Fosforonero
FitMeshMarch 12, 2026 · 2 min read

Syncing the Galaxy Watch on Android without Samsung Health

What I learned integrating Wear OS Health Services into FitMesh, and why Samsung Health was the wrong path.

When I started building FitMesh, the apparently easiest path was using Samsung Health as the data source. I figured out the catch early: Samsung Health doesn't expose a stable, public API for third parties to read raw data on Android. It existed, then it was deprecated, then it came back in a different shape, and today it's effectively a walled garden.
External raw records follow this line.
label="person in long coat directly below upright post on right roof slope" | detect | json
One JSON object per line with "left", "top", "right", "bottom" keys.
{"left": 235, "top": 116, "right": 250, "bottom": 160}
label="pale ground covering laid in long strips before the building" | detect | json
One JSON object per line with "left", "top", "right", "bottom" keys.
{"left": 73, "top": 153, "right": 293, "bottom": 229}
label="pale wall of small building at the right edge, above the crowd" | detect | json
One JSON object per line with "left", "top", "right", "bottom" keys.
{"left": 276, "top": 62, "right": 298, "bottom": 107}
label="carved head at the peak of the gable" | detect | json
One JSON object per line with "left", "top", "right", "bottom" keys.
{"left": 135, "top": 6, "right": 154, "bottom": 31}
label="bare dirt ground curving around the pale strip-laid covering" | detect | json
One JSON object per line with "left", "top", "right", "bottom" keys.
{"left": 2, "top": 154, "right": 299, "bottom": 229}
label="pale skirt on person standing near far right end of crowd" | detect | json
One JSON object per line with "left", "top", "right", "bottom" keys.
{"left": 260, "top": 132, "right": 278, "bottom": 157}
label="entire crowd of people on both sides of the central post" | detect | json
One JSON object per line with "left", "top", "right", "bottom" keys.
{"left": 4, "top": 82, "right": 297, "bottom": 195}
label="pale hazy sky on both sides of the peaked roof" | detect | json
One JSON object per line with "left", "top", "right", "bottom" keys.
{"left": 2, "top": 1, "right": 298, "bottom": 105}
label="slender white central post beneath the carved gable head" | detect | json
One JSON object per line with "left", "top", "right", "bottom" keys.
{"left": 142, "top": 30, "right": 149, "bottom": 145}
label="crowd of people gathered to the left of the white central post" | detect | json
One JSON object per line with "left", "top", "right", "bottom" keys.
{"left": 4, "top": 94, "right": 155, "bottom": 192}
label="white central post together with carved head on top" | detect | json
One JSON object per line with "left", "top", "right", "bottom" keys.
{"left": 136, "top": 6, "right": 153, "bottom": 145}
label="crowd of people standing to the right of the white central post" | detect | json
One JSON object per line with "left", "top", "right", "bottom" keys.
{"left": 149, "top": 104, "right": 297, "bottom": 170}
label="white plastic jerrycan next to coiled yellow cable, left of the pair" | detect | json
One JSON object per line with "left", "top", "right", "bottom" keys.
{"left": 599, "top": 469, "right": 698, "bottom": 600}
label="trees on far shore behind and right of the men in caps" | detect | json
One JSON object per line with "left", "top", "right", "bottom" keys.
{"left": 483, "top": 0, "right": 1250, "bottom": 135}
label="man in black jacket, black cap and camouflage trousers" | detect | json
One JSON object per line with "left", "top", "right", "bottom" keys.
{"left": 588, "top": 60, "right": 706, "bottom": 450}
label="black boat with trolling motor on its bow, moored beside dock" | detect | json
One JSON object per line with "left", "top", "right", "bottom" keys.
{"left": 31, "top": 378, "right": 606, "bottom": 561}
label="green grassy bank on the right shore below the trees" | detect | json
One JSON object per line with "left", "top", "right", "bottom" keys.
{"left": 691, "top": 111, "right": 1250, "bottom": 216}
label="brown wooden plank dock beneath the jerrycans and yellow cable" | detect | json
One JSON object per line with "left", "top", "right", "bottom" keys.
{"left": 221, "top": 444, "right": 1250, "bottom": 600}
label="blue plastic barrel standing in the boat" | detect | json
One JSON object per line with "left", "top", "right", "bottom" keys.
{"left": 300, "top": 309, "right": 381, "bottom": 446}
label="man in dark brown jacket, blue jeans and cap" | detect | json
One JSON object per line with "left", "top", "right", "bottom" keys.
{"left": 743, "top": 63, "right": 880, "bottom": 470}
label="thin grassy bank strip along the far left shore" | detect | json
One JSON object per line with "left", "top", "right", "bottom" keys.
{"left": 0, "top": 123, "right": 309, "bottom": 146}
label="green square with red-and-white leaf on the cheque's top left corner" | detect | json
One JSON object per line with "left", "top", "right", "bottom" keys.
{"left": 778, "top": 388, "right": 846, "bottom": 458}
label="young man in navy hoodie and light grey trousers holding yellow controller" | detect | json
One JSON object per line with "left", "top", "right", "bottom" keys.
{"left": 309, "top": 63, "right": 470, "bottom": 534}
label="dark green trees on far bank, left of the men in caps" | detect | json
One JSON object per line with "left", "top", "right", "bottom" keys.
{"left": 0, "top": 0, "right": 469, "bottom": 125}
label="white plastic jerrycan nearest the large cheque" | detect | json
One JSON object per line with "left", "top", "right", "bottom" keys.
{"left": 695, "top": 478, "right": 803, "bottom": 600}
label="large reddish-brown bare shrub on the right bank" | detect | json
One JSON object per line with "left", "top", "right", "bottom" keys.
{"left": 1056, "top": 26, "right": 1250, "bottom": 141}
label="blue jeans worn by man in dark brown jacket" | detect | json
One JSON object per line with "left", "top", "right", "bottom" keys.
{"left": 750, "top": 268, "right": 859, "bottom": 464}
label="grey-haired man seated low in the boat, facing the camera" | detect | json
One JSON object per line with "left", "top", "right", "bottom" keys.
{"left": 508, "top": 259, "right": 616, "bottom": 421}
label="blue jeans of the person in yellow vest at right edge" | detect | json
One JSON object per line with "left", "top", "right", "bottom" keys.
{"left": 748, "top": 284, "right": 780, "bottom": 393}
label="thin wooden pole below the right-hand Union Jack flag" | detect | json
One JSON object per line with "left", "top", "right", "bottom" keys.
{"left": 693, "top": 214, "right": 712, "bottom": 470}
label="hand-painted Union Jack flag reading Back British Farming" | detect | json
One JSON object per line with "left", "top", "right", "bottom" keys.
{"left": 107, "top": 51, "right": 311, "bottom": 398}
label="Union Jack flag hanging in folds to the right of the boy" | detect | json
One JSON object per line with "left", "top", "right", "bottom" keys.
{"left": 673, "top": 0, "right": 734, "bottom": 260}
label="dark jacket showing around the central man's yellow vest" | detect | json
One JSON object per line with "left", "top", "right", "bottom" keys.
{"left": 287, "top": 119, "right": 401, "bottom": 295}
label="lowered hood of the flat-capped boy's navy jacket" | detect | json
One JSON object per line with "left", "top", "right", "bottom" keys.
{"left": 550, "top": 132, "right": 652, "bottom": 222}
The right path: Wear OS Health Services

Health Services is Google's official API for biometric data on Wear OS. It works like this:

  1. You install a small client on the wearable (a Wear OS app)
  2. The client registers as a listener for the data you want: HEART_RATE_BPM, STEPS_DAILY, CALORIES_DAILY, and so on
  3. The data streams in while the user wears the watch
  4. Periodically, the client syncs it to the phone via the Wearable Data Layer
  5. On the Android phone, the FitMesh app receives it and forwards it to the backend

The traps I hit along the way

Battery drain. Initially I was sampling heart rate every 5 seconds. Result: a dead watch in 6 hours. I switched to MEASURE_TYPE_DAILY for aggregates and on-demand sampling only during an explicit workout.
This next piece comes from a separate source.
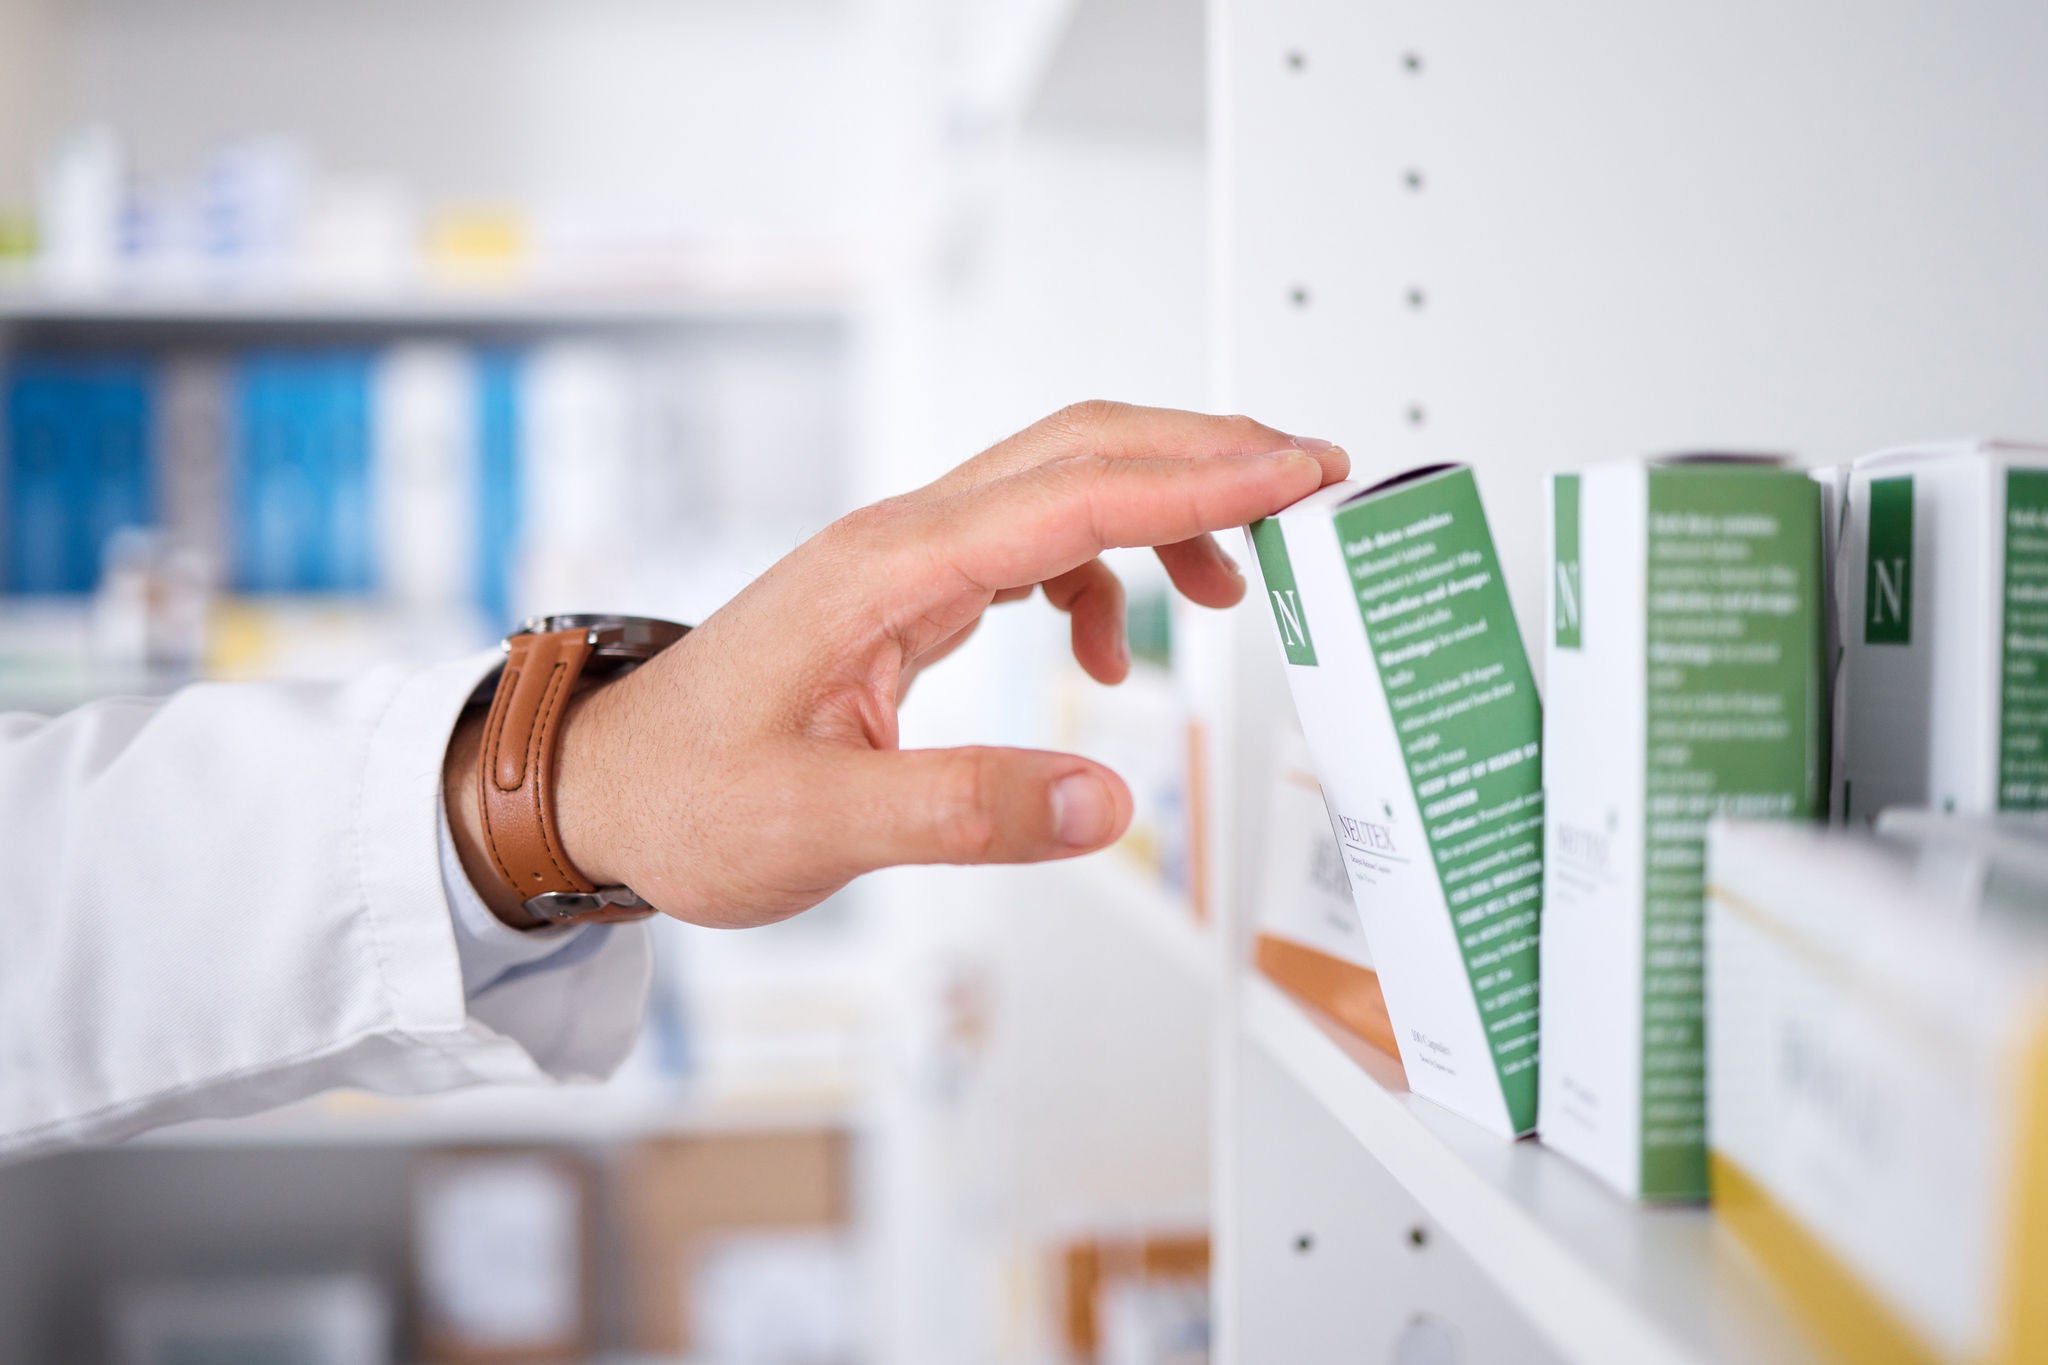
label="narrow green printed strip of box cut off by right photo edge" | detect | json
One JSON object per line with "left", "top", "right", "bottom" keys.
{"left": 1999, "top": 469, "right": 2048, "bottom": 810}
Permissions. The user has to grant permissions on the phone and on the watch, separately. I had to design an experience that makes this two-step flow obvious without confusing anyone.
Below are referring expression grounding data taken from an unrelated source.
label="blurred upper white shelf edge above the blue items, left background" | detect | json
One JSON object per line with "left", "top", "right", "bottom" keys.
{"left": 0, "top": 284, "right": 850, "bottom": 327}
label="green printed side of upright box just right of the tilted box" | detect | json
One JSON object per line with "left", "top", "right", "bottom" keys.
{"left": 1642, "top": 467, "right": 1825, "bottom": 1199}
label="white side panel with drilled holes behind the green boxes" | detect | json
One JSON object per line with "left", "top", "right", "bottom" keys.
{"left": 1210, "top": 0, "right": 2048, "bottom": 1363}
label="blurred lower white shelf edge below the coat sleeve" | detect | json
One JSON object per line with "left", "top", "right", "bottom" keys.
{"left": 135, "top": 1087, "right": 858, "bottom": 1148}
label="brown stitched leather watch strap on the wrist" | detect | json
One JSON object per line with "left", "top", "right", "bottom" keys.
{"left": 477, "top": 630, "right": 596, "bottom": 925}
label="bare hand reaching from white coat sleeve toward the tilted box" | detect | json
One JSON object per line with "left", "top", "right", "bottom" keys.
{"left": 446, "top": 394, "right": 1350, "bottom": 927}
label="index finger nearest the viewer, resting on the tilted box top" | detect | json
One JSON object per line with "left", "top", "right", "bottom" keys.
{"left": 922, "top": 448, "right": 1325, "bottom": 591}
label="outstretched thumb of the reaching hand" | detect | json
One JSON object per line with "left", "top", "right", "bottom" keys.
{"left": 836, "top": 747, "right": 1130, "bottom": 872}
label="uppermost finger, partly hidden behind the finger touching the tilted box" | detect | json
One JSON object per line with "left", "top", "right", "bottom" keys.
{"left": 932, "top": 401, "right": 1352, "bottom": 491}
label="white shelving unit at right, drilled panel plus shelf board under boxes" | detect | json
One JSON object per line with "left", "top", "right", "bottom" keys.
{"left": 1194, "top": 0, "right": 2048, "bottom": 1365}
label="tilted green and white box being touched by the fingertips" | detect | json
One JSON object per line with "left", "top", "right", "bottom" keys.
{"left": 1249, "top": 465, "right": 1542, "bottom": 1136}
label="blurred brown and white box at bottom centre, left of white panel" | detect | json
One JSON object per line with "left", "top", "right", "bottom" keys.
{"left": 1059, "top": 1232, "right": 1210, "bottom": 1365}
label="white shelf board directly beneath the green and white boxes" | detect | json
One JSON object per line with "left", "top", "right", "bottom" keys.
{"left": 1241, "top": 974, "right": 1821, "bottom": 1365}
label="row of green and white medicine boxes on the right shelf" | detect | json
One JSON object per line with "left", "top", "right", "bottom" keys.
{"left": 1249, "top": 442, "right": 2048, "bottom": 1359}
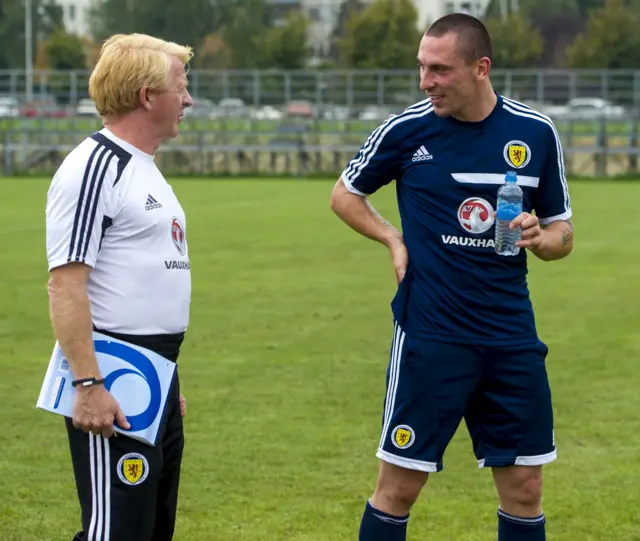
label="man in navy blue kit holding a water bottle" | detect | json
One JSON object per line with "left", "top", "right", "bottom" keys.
{"left": 331, "top": 14, "right": 573, "bottom": 541}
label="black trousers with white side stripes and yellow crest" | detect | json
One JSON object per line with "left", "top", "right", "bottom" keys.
{"left": 65, "top": 331, "right": 184, "bottom": 541}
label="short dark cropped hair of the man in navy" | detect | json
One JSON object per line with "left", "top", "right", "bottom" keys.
{"left": 425, "top": 13, "right": 493, "bottom": 63}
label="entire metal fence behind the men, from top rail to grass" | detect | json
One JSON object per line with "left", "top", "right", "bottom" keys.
{"left": 0, "top": 70, "right": 640, "bottom": 177}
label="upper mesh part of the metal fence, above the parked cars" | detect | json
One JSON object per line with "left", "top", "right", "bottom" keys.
{"left": 0, "top": 69, "right": 640, "bottom": 109}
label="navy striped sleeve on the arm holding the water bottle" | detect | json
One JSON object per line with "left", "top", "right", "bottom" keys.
{"left": 535, "top": 122, "right": 572, "bottom": 225}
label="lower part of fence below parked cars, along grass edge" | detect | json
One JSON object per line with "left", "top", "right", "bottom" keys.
{"left": 0, "top": 116, "right": 640, "bottom": 178}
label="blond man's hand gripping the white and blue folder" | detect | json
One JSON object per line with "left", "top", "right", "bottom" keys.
{"left": 73, "top": 385, "right": 131, "bottom": 438}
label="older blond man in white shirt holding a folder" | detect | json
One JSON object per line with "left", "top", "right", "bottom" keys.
{"left": 46, "top": 34, "right": 193, "bottom": 541}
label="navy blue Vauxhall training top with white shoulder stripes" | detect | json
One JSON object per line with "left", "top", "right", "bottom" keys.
{"left": 342, "top": 96, "right": 571, "bottom": 345}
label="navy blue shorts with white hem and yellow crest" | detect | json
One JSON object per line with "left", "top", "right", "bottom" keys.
{"left": 376, "top": 323, "right": 556, "bottom": 472}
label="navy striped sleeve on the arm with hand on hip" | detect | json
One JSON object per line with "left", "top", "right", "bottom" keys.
{"left": 342, "top": 115, "right": 400, "bottom": 197}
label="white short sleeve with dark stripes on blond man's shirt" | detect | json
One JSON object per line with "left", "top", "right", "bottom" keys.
{"left": 46, "top": 153, "right": 119, "bottom": 271}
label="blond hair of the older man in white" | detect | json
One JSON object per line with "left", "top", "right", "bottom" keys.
{"left": 89, "top": 34, "right": 193, "bottom": 116}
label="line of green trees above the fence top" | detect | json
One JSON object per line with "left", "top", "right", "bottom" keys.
{"left": 0, "top": 0, "right": 640, "bottom": 70}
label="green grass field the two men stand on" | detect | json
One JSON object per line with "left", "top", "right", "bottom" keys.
{"left": 0, "top": 179, "right": 640, "bottom": 541}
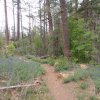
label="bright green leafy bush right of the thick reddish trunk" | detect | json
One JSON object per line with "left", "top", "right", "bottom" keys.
{"left": 69, "top": 17, "right": 92, "bottom": 62}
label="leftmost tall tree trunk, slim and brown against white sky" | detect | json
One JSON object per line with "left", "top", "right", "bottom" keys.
{"left": 4, "top": 0, "right": 9, "bottom": 45}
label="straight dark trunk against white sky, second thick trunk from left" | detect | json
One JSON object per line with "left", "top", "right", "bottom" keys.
{"left": 17, "top": 0, "right": 20, "bottom": 40}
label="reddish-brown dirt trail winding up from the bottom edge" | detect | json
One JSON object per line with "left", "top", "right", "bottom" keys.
{"left": 42, "top": 64, "right": 74, "bottom": 100}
Offline-first. The watch isn't always connected to the phone. The Wear OS client writes to a local SQLite store, and the sync runs as soon as the Data Layer reconnects.

What I'd do differently

I would adopt androidx.health.connect.client as an additional layer: it lets you read data from other health apps too (Strava, Adidas, and so on), expanding the user base without writing custom integrations.

For now, the "Watch → Phone → Cloud" design works, but I have the feeling the right model is "Watch → Health Connect → Apps". We'll see if Google actually gets there.